Всадник на белом коне | страница 23



Игра, и с нею черный и белый жезлы, продвигались далее. Когда снова подошла очередь Хауке бросать шар, он бросил его так далеко, что уже показалась цель, каковою служила выбеленная известью бочка. Хауке, теперь дюжий молодой парень, упражнялся в математике и искусстве метания каждодневно с детских лет.

— Ого, Хауке! — закричали в толпе. — Как будто сам архангел Михаил[41] сейчас шар бросил!

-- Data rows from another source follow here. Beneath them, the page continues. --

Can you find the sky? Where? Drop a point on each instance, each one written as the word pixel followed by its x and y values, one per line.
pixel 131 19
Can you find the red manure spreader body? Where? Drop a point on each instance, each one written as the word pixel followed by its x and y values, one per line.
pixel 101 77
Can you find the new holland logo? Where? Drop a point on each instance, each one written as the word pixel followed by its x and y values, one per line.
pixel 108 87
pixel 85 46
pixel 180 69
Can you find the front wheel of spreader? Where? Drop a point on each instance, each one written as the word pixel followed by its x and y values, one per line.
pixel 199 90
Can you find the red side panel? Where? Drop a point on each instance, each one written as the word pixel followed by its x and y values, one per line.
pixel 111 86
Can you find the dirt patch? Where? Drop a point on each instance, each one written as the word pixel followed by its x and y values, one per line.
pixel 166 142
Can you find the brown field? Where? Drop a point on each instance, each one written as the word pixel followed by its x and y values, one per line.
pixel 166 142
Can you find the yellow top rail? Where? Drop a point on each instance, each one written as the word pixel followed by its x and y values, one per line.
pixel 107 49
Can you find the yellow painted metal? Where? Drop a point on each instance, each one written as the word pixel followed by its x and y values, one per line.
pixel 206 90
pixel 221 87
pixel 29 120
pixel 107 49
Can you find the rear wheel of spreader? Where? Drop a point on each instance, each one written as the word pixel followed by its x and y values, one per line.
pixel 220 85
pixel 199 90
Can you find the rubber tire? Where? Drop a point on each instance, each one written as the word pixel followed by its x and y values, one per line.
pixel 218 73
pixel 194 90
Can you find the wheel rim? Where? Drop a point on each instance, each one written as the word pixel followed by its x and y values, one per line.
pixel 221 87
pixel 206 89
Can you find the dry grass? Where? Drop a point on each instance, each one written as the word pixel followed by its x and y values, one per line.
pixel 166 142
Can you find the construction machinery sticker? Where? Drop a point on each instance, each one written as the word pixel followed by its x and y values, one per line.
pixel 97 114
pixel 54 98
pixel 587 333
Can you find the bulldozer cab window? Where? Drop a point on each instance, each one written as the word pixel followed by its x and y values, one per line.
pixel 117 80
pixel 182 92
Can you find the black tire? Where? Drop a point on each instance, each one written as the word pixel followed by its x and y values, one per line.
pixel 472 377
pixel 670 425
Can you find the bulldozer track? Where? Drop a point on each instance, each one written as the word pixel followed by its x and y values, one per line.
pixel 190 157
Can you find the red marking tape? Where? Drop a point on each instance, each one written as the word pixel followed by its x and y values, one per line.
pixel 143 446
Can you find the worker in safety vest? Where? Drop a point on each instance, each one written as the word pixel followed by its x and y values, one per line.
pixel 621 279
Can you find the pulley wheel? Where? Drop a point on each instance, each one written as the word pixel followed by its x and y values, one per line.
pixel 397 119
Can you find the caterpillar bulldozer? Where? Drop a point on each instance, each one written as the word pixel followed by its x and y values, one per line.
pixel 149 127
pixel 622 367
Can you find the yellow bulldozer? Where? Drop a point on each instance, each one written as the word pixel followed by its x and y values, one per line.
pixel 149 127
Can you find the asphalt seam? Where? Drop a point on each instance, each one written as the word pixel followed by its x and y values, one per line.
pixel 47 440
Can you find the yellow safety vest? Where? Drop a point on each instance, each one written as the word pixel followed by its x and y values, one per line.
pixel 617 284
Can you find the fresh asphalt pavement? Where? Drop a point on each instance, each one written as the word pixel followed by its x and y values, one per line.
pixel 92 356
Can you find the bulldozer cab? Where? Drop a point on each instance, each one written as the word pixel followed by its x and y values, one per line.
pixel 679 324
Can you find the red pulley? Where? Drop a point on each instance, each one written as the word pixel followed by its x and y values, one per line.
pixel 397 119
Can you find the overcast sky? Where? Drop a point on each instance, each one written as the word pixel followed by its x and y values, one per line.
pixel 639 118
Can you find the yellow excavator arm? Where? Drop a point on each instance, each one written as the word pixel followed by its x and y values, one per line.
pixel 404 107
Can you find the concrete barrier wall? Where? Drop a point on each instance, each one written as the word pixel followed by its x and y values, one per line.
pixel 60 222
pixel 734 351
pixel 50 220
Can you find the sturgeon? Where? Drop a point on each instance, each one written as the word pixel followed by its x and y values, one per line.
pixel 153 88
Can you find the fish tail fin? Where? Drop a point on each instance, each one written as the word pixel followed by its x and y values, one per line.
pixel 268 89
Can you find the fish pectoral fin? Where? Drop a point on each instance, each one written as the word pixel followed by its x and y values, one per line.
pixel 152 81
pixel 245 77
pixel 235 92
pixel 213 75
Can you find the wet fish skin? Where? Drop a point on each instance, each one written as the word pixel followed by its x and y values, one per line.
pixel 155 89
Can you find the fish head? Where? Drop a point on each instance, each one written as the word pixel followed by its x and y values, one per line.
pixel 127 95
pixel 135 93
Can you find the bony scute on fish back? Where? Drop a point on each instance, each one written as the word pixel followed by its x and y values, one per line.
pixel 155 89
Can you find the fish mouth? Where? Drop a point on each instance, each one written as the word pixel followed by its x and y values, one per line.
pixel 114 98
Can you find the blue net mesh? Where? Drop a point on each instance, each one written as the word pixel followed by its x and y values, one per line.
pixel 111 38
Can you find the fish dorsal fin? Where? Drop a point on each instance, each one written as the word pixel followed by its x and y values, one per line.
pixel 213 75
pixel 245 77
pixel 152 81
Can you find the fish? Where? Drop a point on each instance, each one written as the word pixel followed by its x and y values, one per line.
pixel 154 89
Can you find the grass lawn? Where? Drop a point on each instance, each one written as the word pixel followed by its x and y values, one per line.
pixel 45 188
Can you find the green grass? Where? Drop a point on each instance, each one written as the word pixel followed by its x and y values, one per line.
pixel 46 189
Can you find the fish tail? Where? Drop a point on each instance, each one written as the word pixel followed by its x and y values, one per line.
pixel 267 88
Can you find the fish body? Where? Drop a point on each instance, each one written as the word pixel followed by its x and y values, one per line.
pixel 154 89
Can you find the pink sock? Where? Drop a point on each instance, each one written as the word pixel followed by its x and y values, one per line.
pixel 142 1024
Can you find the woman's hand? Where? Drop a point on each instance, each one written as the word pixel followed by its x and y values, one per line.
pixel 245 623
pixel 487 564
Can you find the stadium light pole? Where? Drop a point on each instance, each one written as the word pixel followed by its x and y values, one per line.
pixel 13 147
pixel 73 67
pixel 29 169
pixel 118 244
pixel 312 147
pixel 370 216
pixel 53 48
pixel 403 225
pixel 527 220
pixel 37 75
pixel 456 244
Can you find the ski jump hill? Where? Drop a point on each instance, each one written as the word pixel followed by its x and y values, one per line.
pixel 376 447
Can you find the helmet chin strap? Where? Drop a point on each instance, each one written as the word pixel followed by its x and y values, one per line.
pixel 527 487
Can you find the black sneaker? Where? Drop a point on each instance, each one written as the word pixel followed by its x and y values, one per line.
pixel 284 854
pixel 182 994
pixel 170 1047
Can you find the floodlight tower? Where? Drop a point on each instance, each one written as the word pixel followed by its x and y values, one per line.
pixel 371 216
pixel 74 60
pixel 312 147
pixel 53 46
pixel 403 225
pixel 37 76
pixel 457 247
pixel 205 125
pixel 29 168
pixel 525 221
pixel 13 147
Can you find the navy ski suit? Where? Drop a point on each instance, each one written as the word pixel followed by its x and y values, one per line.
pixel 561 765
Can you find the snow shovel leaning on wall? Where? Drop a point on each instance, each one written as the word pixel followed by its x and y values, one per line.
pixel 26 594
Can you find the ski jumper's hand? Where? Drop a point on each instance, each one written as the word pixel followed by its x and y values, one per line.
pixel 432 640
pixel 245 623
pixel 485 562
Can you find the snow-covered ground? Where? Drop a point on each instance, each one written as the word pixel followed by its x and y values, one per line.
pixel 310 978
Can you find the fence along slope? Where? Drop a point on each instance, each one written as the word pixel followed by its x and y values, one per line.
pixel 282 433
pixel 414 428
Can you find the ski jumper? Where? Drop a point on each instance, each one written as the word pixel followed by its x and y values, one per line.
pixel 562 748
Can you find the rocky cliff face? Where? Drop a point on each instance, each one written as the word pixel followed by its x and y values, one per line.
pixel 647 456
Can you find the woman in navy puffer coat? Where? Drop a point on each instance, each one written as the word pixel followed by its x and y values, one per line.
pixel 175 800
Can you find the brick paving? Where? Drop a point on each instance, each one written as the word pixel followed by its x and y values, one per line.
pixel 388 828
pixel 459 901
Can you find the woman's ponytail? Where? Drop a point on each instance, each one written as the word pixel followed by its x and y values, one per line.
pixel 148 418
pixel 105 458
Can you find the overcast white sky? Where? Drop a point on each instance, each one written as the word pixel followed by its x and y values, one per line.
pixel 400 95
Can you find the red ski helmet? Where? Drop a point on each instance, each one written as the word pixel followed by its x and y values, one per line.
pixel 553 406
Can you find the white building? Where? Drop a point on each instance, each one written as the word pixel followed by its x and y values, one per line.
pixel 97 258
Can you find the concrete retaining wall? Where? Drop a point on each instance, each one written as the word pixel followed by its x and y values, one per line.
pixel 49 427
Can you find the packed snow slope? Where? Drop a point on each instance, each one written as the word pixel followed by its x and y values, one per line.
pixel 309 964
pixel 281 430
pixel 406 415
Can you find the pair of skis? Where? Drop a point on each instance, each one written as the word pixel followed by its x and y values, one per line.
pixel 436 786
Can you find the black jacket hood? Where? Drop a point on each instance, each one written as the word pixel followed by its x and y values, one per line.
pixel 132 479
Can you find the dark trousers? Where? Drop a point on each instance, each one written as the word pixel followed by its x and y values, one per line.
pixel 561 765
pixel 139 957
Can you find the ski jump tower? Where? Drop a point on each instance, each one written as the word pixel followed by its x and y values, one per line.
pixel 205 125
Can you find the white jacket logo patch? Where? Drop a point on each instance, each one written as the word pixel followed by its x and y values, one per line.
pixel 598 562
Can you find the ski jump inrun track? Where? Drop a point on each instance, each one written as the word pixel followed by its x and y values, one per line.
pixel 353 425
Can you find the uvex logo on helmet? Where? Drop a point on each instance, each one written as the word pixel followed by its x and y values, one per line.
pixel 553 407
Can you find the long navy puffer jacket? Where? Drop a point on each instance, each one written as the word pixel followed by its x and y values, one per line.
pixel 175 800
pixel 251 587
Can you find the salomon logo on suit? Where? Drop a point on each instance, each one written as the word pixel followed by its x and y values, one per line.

Какая-то старуха с пирогами и шнапсом протиснулась к Хауке сквозь толпу; она налила полный стакан и протянула юноше.

— На, выпей, — сказала она. — Мы можем теперь помириться; сегодня ты поступил лучше, чем тогда, убив кота.

Хауке, вглядевшись, узнал Трин Янс.

— Спасибо, старая, — поблагодарил он. — Только пить я не буду.

Достав из кармана монету — новенькую, только что отчеканенную марку, он вложил ее старухе в руку.

— Вот, выпей сама этот стакан, Трин, и будем считать, что мы помирились!

— Ты прав, Хауке, — сказала она, следуя его совету. — Ты прав. Для такой старухи, как я, это было бы лучше.

— А что твои утки? — крикнул он ей вслед, когда она уже заковыляла прочь со своей корзиной; но старуха только затрясла головой и, не обернувшись, воздела руки к небу:

— Ничего, совсем ничего, Хауке! Тут у вас в канавах уж слишком много крыс; видит Бог, приходится искать иное пропитание.

С этими словами она втиснулась в толпу, предлагая людям шнапс и медовые пироги.

Солнце скрылось за плотиной, закат освещал землю ало-фиолетовым мерцанием и золотил пролетавших в вышине черных ворон. Уже наступил вечер, но на равнине темная людская масса все еще передвигалась вперед от черных, теперь еле видневшихся вдали хижин к бочке; один ловкий удар — и цель могла быть уже достигнута. Черед был за жителями маршей, и бросать готовился Хауке.

Выбеленная известью бочка отчетливо светлела в вечерних сумерках, ползущих на выгон от плотины.

— Вы, пожалуй, ее нам и на этот раз отдадите! — крикнул кто-то из жителей гееста, ибо сражение шло к концу, причем команда с гееста была на несколько шагов впереди.

Выкликнули Хауке; худощавый, узколицый, он выступил из толпы; серые глаза вперились в цель, в отведенной назад руке лежал деревянный шар.

— Птичка-то для тебя великовата, — услышал он вдруг скрипучий голос Оле Петерса почти что у самого своего уха. — Не обменять ли ее на серый горшок?

Хауке повернулся и строго взглянул на Оле:

— Я бросаю за команду маршей! А ты на чьей стороне?

— На их же, понятно; а вот ты стараешься ради Эльке Фолькертс!